INTERIM FINANCIAL STATEMENTS — The unaudited consolidated financial statements for the three months ended June 30, 2025, and 2024, were prepared by us and include all normal and recurring adjustments that, in the opinion of management, are necessary for a fair presentation of our financial position, results of operations, changes in comprehensive income, and cash flows for such periods. Operating results for the three months ended June 30, 2025, and 2024, are not necessarily indicative of results that may be expected for any other interim period or for the full fiscal year ended March 31, 2026, or any other future period. These unaudited consolidated financial statements do not include all disclosures required by the accounting principles generally accepted in the United States (“US GAAP”) for annual financial statements. Our audited consolidated financial statements are contained in our annual report on Form 10-K for the year ended March 31, 2025 (“2025 Annual Report”), which should be read in conjunction with these interim consolidated financial statements.
 
USE OF ESTIMATES — The preparation of financial statements in conformity with US GAAP requires management to make estimates and assumptions that affect the reported amounts of assets and liabilities, disclosure of contingent assets and liabilities as of the date of the financial statements, and the reported amounts of revenues and expenses during the reporting periods. Estimates are used when accounting for items and matters including, but not limited to, revenue recognition, residual values, vendor consideration, goodwill and intangible assets, allowance for credit losses, inventory obsolescence, and the recognition and measurement of income tax assets and other provisions and contingencies. We base our estimates on historical experience and on various other assumptions that we believe to be reasonable under the circumstances. Actual results may differ from these estimates.

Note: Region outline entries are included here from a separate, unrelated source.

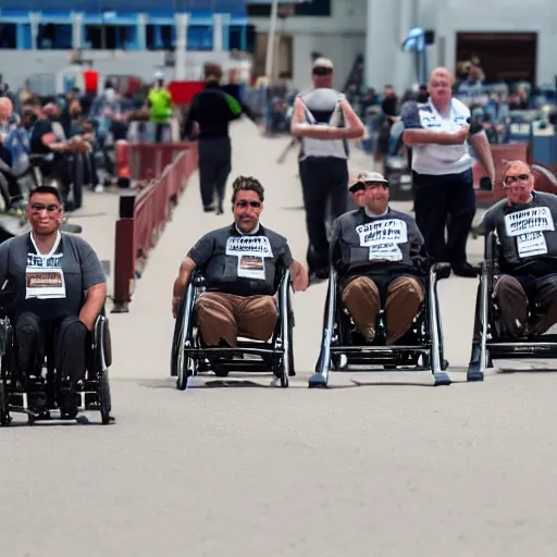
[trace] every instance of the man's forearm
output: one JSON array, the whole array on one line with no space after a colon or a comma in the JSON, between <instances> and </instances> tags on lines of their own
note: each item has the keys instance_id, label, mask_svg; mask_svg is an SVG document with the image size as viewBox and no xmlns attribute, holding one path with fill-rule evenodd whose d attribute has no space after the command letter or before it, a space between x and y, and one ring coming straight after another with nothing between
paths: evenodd
<instances>
[{"instance_id":1,"label":"man's forearm","mask_svg":"<svg viewBox=\"0 0 557 557\"><path fill-rule=\"evenodd\" d=\"M359 129L311 124L295 125L293 126L292 133L296 137L311 137L313 139L356 139L361 136Z\"/></svg>"},{"instance_id":2,"label":"man's forearm","mask_svg":"<svg viewBox=\"0 0 557 557\"><path fill-rule=\"evenodd\" d=\"M92 331L95 320L99 315L102 306L104 306L106 299L107 285L98 285L89 289L87 300L79 312L79 321L82 321L89 331Z\"/></svg>"},{"instance_id":3,"label":"man's forearm","mask_svg":"<svg viewBox=\"0 0 557 557\"><path fill-rule=\"evenodd\" d=\"M431 129L406 129L403 134L403 140L409 147L430 144L458 145L461 143L456 134L433 132Z\"/></svg>"}]
</instances>

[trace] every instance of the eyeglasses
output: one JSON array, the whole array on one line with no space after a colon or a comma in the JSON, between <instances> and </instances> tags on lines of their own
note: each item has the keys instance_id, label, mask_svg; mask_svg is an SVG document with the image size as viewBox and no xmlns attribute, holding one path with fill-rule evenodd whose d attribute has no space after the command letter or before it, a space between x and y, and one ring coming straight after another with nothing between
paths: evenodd
<instances>
[{"instance_id":1,"label":"eyeglasses","mask_svg":"<svg viewBox=\"0 0 557 557\"><path fill-rule=\"evenodd\" d=\"M45 209L49 213L53 213L54 211L58 211L60 209L60 207L58 205L54 205L54 203L52 203L52 205L32 203L30 208L32 208L34 213L40 213Z\"/></svg>"},{"instance_id":2,"label":"eyeglasses","mask_svg":"<svg viewBox=\"0 0 557 557\"><path fill-rule=\"evenodd\" d=\"M318 66L318 67L313 67L313 75L330 75L333 73L333 70L331 67L322 67L322 66Z\"/></svg>"},{"instance_id":3,"label":"eyeglasses","mask_svg":"<svg viewBox=\"0 0 557 557\"><path fill-rule=\"evenodd\" d=\"M530 180L530 174L518 174L516 176L508 175L508 176L505 176L505 178L503 180L503 183L506 186L510 186L511 184L516 184L518 181L528 182L529 180Z\"/></svg>"},{"instance_id":4,"label":"eyeglasses","mask_svg":"<svg viewBox=\"0 0 557 557\"><path fill-rule=\"evenodd\" d=\"M236 207L252 207L253 209L259 209L261 203L259 201L236 201Z\"/></svg>"}]
</instances>

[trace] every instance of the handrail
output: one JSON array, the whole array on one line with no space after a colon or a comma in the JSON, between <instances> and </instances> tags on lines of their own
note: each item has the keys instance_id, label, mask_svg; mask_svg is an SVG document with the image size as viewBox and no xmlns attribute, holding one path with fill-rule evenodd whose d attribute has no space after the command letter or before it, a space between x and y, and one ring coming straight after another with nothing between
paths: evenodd
<instances>
[{"instance_id":1,"label":"handrail","mask_svg":"<svg viewBox=\"0 0 557 557\"><path fill-rule=\"evenodd\" d=\"M157 245L198 161L197 145L193 143L139 144L129 149L132 154L139 153L140 169L158 174L145 189L120 196L112 313L129 311L135 280L140 277L149 251ZM141 162L144 158L149 161Z\"/></svg>"}]
</instances>

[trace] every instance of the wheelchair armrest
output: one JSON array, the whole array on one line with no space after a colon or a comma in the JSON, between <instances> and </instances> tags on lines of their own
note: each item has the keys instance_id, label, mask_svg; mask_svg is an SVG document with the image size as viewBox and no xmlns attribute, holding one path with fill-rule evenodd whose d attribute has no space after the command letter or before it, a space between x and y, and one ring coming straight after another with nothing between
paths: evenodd
<instances>
[{"instance_id":1,"label":"wheelchair armrest","mask_svg":"<svg viewBox=\"0 0 557 557\"><path fill-rule=\"evenodd\" d=\"M207 285L207 280L203 274L201 274L200 272L197 272L194 274L194 276L191 276L191 284L194 286L197 286L197 287L201 287L201 286L206 286Z\"/></svg>"},{"instance_id":2,"label":"wheelchair armrest","mask_svg":"<svg viewBox=\"0 0 557 557\"><path fill-rule=\"evenodd\" d=\"M450 263L435 263L431 268L431 270L440 281L443 281L444 278L448 278L450 276Z\"/></svg>"},{"instance_id":3,"label":"wheelchair armrest","mask_svg":"<svg viewBox=\"0 0 557 557\"><path fill-rule=\"evenodd\" d=\"M4 312L10 308L13 308L16 301L20 299L20 293L17 290L0 290L0 308Z\"/></svg>"}]
</instances>

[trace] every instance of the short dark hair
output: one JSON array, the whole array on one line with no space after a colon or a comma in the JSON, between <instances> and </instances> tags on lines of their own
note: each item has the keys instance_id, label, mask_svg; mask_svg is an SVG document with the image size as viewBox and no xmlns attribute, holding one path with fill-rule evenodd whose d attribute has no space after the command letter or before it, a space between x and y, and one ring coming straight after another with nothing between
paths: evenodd
<instances>
[{"instance_id":1,"label":"short dark hair","mask_svg":"<svg viewBox=\"0 0 557 557\"><path fill-rule=\"evenodd\" d=\"M36 194L51 194L58 199L58 202L60 205L62 205L62 198L60 197L60 191L53 186L37 186L29 194L29 202L30 202L32 197Z\"/></svg>"},{"instance_id":2,"label":"short dark hair","mask_svg":"<svg viewBox=\"0 0 557 557\"><path fill-rule=\"evenodd\" d=\"M265 190L259 180L253 176L238 176L232 184L232 202L236 201L236 194L238 191L255 191L262 202L265 198Z\"/></svg>"}]
</instances>

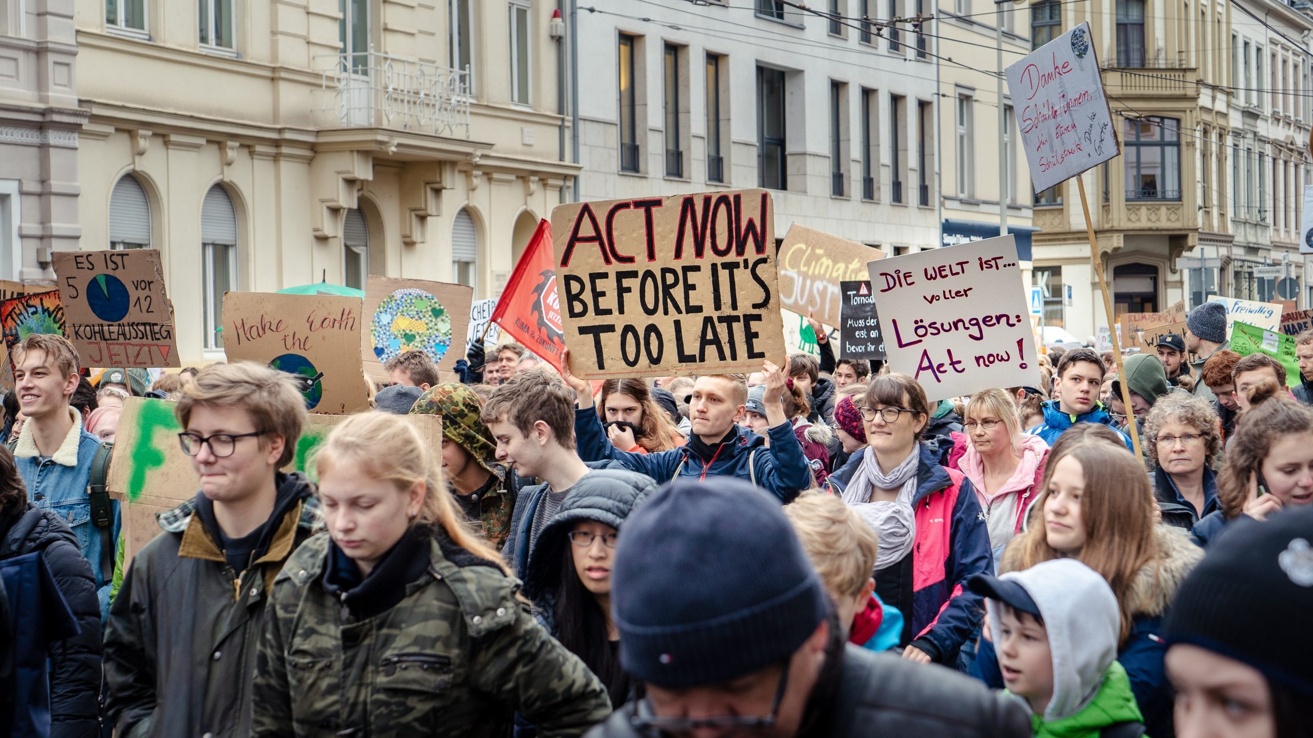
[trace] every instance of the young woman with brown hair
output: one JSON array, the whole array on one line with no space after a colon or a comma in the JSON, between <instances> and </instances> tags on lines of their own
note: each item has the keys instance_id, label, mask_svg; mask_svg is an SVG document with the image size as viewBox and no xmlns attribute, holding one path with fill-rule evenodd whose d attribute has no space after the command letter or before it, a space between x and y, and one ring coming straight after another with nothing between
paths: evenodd
<instances>
[{"instance_id":1,"label":"young woman with brown hair","mask_svg":"<svg viewBox=\"0 0 1313 738\"><path fill-rule=\"evenodd\" d=\"M684 436L653 401L642 380L607 380L601 383L597 418L612 445L620 450L654 453L684 445Z\"/></svg>"},{"instance_id":2,"label":"young woman with brown hair","mask_svg":"<svg viewBox=\"0 0 1313 738\"><path fill-rule=\"evenodd\" d=\"M1095 469L1098 474L1090 473ZM1203 550L1183 529L1155 525L1149 475L1111 433L1064 433L1049 452L1041 490L1027 531L1008 544L999 571L1056 558L1075 558L1098 571L1117 597L1117 661L1130 678L1146 733L1171 735L1159 632L1176 588ZM987 640L981 641L978 657L978 675L1002 687Z\"/></svg>"}]
</instances>

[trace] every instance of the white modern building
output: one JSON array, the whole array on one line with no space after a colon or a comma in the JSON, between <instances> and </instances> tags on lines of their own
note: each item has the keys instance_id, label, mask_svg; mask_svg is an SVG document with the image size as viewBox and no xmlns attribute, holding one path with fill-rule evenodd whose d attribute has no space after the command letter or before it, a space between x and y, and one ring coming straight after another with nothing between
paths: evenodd
<instances>
[{"instance_id":1,"label":"white modern building","mask_svg":"<svg viewBox=\"0 0 1313 738\"><path fill-rule=\"evenodd\" d=\"M936 246L932 45L860 20L903 5L580 8L578 198L764 186L776 236L797 221L888 255Z\"/></svg>"}]
</instances>

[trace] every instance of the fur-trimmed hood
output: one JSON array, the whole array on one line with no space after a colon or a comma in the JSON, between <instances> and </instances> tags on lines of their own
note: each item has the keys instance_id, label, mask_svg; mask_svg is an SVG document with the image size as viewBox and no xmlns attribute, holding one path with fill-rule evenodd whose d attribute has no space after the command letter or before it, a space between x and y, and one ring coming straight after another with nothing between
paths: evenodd
<instances>
[{"instance_id":1,"label":"fur-trimmed hood","mask_svg":"<svg viewBox=\"0 0 1313 738\"><path fill-rule=\"evenodd\" d=\"M70 406L68 415L74 420L74 427L68 429L64 441L59 444L59 449L50 458L60 466L77 466L77 444L81 443L81 412L77 412L76 407ZM35 458L41 456L41 452L37 450L37 440L33 433L33 423L29 419L28 423L22 424L22 431L18 432L18 445L13 449L14 458Z\"/></svg>"},{"instance_id":2,"label":"fur-trimmed hood","mask_svg":"<svg viewBox=\"0 0 1313 738\"><path fill-rule=\"evenodd\" d=\"M1130 613L1136 617L1158 617L1176 596L1186 575L1203 561L1204 549L1190 540L1184 528L1154 525L1158 555L1136 574L1130 583ZM1016 571L1022 565L1022 546L1010 545L999 559L999 571Z\"/></svg>"}]
</instances>

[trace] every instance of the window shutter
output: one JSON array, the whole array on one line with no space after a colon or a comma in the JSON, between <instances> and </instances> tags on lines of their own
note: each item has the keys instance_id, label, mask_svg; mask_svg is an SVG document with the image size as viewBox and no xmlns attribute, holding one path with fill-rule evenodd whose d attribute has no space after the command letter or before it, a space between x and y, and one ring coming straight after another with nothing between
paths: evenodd
<instances>
[{"instance_id":1,"label":"window shutter","mask_svg":"<svg viewBox=\"0 0 1313 738\"><path fill-rule=\"evenodd\" d=\"M109 198L109 240L151 244L151 204L133 175L123 175Z\"/></svg>"},{"instance_id":2,"label":"window shutter","mask_svg":"<svg viewBox=\"0 0 1313 738\"><path fill-rule=\"evenodd\" d=\"M478 256L479 238L474 230L474 218L462 209L452 226L452 261L478 261Z\"/></svg>"},{"instance_id":3,"label":"window shutter","mask_svg":"<svg viewBox=\"0 0 1313 738\"><path fill-rule=\"evenodd\" d=\"M223 188L214 185L201 206L201 243L238 244L238 215Z\"/></svg>"},{"instance_id":4,"label":"window shutter","mask_svg":"<svg viewBox=\"0 0 1313 738\"><path fill-rule=\"evenodd\" d=\"M347 222L341 228L343 243L357 248L369 248L369 227L365 215L358 209L347 210Z\"/></svg>"}]
</instances>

CONCENTRATIONS OF RISK — A substantial portion of our sales are products from Cisco Systems, which represented approximately 26% and 36% of our net sales for the three months ended June 30, 2025, and 2024, respectively.
 
SIGNIFICANT ACCOUNTING POLICIES — The significant accounting policies used in preparing these Consolidated Financial Statements were applied on a basis consistent with those reflected in our Consolidated Financial Statements for the year ended March 31, 2025, except for the changes provided in Note 2, “Recent Accounting Pronouncements.”